Ostatnia sesja ubiegłego tygodnia przyniosła ponad 1-proc. spadek indeksów GPW, a początek nowego nie zapowiada się lepiej. Decydować będą o tym coraz gorsze nastroje globalne związane z niepokojącymi wieściami dotyczącymi Grecji i Hiszpanii.

"Słabo poradzili sobie także inwestorzy zza Oceanem. Na zamknięciu Dow Jones Industrial spadł o 0,93%, S&P 500 obniżył się o 1,01%, a Nasdaq Composite stracił 1,37%. Prawdopodobnie pogorszenie sentymentu było reakcją na nowe informacje Hiszpanii" - powiedział analityk BDM, Krzysztof Zarychta.

Dodatkowo w weekend MFW oświadczył, że nie chce dłużej brać udziału w ratowaniu Aten i we wrześniu Grecja może zbankrutować, co również może negatywnie wpływać na dzisiejszą chęć do kupowania akcji. Z punktu widzenia analizy technicznej wykres blue chipów w dalszych spadkach jest ograniczony liniami 2147 pkt. i 2126 pkt.

Opory dla ewentualnych wzrostów należy wyróżnić na pułapach 2188 pkt. i 2200 pkt. "Nie będzie dziś żadnych istotnych danych makro.

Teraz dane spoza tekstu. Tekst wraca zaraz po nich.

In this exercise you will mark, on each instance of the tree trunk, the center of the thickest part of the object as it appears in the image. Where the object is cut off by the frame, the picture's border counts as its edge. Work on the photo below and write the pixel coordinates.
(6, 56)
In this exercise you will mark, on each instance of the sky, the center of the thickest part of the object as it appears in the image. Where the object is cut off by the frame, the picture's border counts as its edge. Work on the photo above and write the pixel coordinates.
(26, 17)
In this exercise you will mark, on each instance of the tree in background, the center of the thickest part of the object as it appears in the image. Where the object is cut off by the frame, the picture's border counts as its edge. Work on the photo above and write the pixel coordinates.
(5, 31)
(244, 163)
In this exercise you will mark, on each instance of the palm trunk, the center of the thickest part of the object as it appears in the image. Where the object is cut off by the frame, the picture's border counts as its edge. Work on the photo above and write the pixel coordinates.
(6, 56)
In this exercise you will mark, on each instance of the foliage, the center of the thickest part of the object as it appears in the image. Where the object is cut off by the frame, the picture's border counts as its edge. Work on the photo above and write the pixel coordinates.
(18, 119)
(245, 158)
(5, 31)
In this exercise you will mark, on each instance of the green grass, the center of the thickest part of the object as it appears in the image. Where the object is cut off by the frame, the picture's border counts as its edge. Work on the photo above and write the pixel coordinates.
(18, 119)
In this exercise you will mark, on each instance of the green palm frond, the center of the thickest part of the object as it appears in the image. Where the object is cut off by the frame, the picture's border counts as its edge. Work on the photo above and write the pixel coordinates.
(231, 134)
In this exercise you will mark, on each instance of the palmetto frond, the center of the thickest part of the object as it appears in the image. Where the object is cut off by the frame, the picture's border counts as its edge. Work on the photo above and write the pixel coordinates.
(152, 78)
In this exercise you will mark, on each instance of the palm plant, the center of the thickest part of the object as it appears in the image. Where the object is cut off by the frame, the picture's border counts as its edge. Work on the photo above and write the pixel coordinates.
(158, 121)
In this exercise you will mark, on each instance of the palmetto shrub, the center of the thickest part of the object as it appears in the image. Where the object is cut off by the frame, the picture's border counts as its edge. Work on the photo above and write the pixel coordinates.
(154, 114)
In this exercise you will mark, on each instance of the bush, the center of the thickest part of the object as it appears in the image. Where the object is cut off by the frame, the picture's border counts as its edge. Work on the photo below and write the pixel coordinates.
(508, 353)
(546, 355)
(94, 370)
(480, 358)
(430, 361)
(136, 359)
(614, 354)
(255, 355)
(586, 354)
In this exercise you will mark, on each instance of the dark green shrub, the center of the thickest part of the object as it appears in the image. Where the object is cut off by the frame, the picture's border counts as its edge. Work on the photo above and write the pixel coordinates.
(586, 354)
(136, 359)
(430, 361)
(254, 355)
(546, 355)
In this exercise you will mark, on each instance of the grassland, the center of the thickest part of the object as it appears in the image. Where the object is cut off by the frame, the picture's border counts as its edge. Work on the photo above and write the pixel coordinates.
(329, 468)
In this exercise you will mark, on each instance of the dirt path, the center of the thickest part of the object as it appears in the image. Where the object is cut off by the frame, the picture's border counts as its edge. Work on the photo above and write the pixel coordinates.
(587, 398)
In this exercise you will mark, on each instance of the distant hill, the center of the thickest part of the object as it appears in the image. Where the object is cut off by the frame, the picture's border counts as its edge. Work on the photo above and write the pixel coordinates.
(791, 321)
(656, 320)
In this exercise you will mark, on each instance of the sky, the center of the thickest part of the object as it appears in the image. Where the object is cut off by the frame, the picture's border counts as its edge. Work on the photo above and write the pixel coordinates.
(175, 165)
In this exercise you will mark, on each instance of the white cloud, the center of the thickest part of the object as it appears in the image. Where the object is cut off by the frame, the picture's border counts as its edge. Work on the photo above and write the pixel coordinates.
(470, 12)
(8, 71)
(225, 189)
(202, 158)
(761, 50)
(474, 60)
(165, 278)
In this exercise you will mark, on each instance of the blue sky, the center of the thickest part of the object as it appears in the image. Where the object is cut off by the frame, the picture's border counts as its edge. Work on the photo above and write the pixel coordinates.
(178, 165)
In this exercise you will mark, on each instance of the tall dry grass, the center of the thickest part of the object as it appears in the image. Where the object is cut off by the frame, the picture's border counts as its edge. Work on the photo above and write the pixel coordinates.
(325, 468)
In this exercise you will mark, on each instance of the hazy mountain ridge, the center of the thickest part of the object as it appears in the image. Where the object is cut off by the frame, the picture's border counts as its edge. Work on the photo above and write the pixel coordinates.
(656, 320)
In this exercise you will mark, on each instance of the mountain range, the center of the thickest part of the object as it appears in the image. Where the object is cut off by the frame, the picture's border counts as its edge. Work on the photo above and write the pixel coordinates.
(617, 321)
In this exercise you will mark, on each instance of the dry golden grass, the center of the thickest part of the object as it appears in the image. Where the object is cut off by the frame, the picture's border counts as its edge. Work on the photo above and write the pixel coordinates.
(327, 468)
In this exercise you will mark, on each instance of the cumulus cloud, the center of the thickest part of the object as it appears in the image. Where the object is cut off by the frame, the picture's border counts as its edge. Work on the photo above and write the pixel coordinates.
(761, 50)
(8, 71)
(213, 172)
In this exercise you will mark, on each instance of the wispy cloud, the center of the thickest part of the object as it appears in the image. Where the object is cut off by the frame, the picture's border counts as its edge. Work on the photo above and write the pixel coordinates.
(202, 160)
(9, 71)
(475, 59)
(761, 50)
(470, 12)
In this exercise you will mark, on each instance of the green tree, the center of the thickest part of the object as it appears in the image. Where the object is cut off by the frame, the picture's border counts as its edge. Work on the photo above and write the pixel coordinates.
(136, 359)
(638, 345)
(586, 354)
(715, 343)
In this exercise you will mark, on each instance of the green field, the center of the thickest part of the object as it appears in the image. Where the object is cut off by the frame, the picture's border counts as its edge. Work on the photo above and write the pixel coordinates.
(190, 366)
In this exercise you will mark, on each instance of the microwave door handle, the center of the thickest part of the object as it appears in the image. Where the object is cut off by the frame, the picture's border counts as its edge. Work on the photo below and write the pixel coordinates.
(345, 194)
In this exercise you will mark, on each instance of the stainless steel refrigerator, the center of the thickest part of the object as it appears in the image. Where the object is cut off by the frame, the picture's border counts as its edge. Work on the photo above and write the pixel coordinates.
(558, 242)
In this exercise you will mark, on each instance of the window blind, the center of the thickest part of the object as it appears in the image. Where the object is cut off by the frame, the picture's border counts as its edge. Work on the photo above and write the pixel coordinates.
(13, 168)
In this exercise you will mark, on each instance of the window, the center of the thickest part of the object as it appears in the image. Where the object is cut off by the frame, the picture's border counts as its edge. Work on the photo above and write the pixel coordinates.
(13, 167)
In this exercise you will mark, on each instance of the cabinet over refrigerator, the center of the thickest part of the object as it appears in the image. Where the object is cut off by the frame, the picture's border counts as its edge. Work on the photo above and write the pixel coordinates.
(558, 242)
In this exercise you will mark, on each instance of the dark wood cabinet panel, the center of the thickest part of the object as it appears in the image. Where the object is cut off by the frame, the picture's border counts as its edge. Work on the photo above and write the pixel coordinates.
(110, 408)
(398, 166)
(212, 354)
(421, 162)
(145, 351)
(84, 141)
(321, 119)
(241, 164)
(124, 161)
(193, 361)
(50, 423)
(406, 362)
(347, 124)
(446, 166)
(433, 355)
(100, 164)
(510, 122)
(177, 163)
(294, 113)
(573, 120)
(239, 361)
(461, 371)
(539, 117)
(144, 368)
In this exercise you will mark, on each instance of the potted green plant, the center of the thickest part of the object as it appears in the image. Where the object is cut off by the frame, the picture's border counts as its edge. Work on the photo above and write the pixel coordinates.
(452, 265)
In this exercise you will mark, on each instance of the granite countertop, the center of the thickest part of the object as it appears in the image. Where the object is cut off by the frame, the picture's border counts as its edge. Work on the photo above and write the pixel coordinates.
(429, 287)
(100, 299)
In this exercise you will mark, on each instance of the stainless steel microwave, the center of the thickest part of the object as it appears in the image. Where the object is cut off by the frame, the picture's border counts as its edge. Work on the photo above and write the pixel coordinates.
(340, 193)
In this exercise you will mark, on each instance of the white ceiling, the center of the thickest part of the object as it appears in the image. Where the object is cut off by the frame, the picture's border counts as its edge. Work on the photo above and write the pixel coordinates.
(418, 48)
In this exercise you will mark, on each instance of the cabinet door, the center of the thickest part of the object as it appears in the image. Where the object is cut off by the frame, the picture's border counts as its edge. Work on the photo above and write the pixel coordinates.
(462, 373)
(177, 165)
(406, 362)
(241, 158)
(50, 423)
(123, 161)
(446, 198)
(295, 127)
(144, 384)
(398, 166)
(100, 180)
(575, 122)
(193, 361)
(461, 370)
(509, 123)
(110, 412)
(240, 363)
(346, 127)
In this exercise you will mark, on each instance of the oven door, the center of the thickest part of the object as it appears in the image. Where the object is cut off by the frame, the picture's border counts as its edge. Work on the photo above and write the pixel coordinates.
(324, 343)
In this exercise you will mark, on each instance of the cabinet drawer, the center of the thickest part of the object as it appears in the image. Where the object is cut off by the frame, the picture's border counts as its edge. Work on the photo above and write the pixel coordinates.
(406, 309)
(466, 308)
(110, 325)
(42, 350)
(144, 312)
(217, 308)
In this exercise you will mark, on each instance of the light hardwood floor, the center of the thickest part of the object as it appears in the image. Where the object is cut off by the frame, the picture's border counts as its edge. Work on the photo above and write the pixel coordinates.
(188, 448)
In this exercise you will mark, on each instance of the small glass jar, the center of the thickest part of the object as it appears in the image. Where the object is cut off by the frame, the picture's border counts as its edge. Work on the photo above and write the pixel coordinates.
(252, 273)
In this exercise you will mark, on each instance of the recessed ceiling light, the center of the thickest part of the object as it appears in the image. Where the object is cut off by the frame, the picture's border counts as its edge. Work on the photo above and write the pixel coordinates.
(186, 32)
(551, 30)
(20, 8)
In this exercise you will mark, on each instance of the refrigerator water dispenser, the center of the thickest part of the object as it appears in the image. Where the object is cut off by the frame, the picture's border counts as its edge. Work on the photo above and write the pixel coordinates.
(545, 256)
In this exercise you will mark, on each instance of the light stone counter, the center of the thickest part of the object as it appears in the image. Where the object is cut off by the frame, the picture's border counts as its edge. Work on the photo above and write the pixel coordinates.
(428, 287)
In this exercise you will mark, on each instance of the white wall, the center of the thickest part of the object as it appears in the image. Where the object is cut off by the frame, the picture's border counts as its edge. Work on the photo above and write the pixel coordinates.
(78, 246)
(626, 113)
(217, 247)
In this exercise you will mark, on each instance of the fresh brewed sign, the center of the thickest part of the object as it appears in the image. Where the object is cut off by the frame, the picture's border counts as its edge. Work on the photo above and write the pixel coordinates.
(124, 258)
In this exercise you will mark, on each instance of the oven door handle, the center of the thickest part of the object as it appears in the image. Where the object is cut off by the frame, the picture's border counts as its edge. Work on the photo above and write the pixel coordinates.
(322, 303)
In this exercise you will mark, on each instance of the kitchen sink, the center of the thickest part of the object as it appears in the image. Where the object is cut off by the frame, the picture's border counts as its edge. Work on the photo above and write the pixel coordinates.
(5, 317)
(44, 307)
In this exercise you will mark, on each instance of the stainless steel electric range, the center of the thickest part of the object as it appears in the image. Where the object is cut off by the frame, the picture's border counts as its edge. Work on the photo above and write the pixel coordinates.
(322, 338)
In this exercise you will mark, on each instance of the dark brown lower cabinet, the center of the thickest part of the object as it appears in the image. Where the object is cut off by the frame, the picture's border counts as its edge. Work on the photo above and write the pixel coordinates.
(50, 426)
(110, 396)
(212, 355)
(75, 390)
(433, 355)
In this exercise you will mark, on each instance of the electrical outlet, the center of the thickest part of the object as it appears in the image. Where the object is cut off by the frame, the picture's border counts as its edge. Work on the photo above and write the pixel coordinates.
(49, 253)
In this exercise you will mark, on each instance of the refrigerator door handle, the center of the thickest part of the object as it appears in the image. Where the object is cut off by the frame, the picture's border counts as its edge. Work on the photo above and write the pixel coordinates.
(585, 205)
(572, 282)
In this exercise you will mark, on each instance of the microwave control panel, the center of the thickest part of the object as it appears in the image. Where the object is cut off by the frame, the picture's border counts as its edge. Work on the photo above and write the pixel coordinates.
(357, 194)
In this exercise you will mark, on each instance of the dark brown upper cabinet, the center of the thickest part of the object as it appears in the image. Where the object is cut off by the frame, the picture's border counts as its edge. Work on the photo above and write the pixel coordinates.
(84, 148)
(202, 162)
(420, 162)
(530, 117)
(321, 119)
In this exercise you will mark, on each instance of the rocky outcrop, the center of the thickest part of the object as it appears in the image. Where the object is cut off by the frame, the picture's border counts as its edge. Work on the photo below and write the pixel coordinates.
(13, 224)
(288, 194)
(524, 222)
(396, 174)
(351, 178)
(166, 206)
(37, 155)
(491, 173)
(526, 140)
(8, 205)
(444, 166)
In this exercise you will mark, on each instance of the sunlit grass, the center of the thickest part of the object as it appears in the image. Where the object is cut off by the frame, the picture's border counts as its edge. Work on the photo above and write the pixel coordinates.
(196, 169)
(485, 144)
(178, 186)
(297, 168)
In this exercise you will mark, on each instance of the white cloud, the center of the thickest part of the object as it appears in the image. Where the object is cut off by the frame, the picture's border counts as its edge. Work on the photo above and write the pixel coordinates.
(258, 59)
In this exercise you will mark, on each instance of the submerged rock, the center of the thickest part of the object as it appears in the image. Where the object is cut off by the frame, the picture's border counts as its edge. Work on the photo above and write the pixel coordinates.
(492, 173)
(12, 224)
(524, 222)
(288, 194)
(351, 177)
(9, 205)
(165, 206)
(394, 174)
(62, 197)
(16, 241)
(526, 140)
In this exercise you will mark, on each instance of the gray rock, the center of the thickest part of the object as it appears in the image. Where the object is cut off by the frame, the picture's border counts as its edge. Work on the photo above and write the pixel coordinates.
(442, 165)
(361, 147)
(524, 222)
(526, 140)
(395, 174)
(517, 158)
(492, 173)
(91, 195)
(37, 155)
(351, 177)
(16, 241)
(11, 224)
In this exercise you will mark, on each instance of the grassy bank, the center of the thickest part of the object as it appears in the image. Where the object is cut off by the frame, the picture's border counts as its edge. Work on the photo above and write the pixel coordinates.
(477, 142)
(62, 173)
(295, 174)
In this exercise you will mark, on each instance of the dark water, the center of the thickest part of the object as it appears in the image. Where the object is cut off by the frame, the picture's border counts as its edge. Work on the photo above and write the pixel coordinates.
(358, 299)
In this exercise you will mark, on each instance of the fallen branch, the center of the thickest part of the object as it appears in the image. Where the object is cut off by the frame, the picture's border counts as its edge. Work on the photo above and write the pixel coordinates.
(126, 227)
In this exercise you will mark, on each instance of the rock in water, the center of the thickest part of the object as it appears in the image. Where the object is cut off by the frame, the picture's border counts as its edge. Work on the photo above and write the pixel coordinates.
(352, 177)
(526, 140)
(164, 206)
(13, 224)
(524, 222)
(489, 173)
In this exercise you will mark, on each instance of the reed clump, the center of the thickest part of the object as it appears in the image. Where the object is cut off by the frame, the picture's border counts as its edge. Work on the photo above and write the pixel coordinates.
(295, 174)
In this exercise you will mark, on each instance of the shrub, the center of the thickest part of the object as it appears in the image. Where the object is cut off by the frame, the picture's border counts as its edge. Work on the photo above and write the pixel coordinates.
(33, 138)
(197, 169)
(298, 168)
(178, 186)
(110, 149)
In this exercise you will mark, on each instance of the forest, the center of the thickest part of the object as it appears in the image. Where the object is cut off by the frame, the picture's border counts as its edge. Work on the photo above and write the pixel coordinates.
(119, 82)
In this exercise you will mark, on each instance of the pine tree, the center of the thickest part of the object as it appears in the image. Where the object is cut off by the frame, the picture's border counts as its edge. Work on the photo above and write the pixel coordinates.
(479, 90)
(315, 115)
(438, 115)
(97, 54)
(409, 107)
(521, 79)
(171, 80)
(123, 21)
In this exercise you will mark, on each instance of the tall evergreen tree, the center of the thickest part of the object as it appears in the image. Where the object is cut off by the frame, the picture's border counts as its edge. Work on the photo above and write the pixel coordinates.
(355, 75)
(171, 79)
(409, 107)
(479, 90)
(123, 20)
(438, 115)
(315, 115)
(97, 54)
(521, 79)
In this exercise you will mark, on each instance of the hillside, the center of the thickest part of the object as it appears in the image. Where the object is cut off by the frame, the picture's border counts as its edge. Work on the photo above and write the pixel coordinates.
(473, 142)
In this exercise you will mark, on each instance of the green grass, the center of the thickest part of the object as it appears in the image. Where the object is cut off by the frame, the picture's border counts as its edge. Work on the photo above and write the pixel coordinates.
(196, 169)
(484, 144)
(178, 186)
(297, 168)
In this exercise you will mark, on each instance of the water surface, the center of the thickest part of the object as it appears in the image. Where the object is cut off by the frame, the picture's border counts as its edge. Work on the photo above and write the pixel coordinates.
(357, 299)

Na notowania wpływ mogą mieć wyniki amerykańskich spółek. Przed sesją poznamy rezultaty działalności: Halliburton, McDonald's, Texas Instruments. Biorąc pod uwagę poranne spadające wartości kontraktów na zachodnioeuropejskie i amerykańskie indeksy należy spodziewać się dziś negatywnego rozpoczęcia sesji notowań ciągłych" - Krzysztof Zarychta. W piatek WIG20 zakończył dzień tracąc 1,2% do 2 198,92 pkt., zaś WIG 1,0% do 40 148,15 pkt. Obroty wyniosły 710 mln zł.